What do you get when you put Bill Henson, Lally Katz, Eddie Perfect, Sophie Raymond, Cat Jones and Natasha Pincus in a room together — plus another dozen artists, directors, writers, filmmakers and producers? We’ll find out at the end of this weekend, at the completion of the HIVE Lab as part of the Melbourne Festival.
The HIVE Lab — an initiative of the Adelaide Film Festival, Screen Australia, South Australian Film Corporation, ABC TV and the Australia Council for the Arts — is a kind of mix-and-match artistic collaboration hothouse, bringing together 18 of Australia’s brightest talents across the worlds of film, theatre, art and literature. The aim is to “stimulate the development of new work for cinema and TV that is shaped and crafted by an artistic vision and process, ideally with new creative partnerships”. Each of the presenting bodies has pledged $200,000 towards the program.
The full list of talent is impressive: Henson, Perfect, Dr Brenda Croft, Sam Haren, Daniel Koerner, Rachael Swain, Jones, Katz, Sean Riley, Samantha Lang, Raymond, Sascha Ettinger Epstein, Paola Morabito, Nassiem Valamanesh, Eddie White, Pincus, Lucinda Clutterbuck, John Gillies, plus artist Lynette Wallworth, producer Bridget Ikin, Andrew Bovell, Michael Kantor and ABC development executive Robert Hutchinson. The lab will be led by Wendy Levy, executive director of the US arts consultancy New Arts Axis.
You could say this is all an exercise in name-dropping and “super-group” style star collaboration. But that doesn’t seem to be the vibe coming from participants. Playwright Katz, for instance, told Crikey yesterday “there’s some really interesting people there” and that “it’s really fun”.
“Usually I write for theatre, so I guess it’s about getting people to try different mediums,” she said. “I’ve written some television episodes and a bit of stuff, but yeah not that much really.”
“We heard about everybody’s ideas today which were all really exciting, and really different. They were all people that I’ve certainly heard about, and so it’s exciting to be in a room with everyone.”
(left to right) Eddie Perfect, HIVE Lab leader Wendy Levy and Eddie White
The idea for the HIVE Lab stems from the fertile imagination of ABC drama executive Katrina Sedgwick. Sedgwick proved herself a nimble and clever director during a decade at the helm of the Adelaide Film Festival, and her 2011 HIVE lab looks set to bear fruit with three projects premiering at the 2013 festival, including a feature-length rock musical to be directed by Michael Kantor entitled The Boy Castaways.

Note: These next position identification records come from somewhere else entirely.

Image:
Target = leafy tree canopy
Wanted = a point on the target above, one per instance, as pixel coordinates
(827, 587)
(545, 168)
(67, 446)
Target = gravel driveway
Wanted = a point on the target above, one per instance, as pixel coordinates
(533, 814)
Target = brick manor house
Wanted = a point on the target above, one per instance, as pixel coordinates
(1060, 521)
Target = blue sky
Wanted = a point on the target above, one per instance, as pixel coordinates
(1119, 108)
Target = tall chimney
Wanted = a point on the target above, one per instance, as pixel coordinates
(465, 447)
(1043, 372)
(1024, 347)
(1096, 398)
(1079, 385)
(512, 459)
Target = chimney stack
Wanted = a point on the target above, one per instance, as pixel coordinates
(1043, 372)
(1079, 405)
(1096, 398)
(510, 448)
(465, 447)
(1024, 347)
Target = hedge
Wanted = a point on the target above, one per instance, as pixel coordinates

Another project emerging from the 2011 collaboration is an hour-long documentary, Tender, featuring artist Lynette Wallworth. She’s also involved in this year’s HIVE Lab. “It’s a sort of creative lab which invites some really fantastic artists working across many mediums, to imagine if they have an interest in working in the moving image with an outcome that could be broadcast on ABC TV and at the Adelaide Film Festival,” Wallworth said.

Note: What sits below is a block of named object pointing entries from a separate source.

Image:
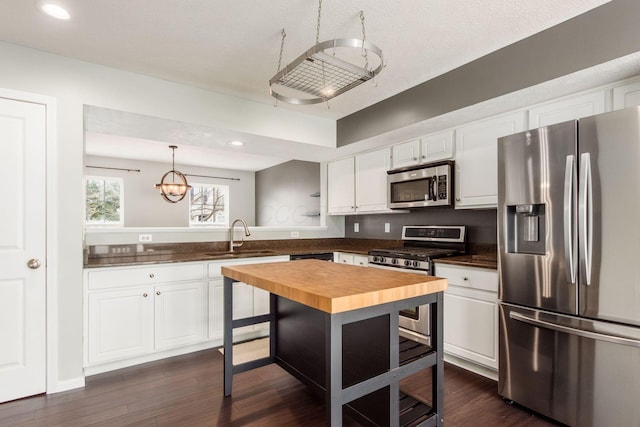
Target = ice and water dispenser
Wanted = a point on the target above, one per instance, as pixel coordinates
(526, 229)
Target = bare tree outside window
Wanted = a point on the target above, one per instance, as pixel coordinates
(103, 200)
(209, 205)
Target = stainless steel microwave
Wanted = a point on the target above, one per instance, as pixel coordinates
(421, 186)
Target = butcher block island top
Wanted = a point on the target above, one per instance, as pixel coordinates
(333, 287)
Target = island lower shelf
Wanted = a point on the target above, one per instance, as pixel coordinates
(301, 351)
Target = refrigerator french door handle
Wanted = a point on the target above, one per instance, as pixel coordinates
(568, 219)
(573, 331)
(585, 216)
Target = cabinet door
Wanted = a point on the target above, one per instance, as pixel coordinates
(120, 324)
(341, 186)
(180, 314)
(471, 325)
(567, 109)
(626, 96)
(406, 154)
(371, 180)
(216, 307)
(361, 260)
(436, 147)
(477, 160)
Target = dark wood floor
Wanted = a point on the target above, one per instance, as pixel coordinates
(187, 391)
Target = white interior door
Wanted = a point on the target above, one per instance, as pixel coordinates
(22, 249)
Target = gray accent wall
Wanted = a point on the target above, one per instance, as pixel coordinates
(288, 195)
(481, 223)
(600, 35)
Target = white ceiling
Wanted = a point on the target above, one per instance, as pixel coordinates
(232, 46)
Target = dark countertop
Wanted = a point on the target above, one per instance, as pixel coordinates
(217, 251)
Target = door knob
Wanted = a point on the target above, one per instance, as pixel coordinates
(34, 263)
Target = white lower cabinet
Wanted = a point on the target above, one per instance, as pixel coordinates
(120, 324)
(136, 314)
(471, 317)
(133, 311)
(180, 314)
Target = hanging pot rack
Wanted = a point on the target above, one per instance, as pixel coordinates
(318, 76)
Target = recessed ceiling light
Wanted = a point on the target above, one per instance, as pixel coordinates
(53, 10)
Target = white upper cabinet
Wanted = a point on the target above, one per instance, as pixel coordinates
(477, 159)
(359, 184)
(406, 154)
(341, 187)
(438, 146)
(567, 109)
(429, 148)
(371, 180)
(627, 95)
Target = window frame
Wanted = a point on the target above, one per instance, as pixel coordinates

“I guess it’s the equivalent of the novel in the drawer. These are people who haven’t necessarily worked in film. It’s the possibility of a film idea that many of these people might have, who are highly talented and highly skilled and their skills could be transferred into film.
“The other aspect of it that’s invaluable is what’s very likely to emerge is incredibly interesting collaborations from putting those sort of people together. I think this is where the original idea came from from Katrina. Film enters into all these art forms, and then if you flip it back and ask what might filmmakers do if they took their skills and work in an interactive environment?”
Wallworth is particularly excited about the possibilities of longer-term, cross-art form collaboration that the lab offers: “There’s a long-term investment in really wonderful artists, giving them this opportunity to meet one another — because you don’t necessarily meet people working in a medium different to your own.”
The HIVE Labs continues as part of the Melbourne Festival until Sunday.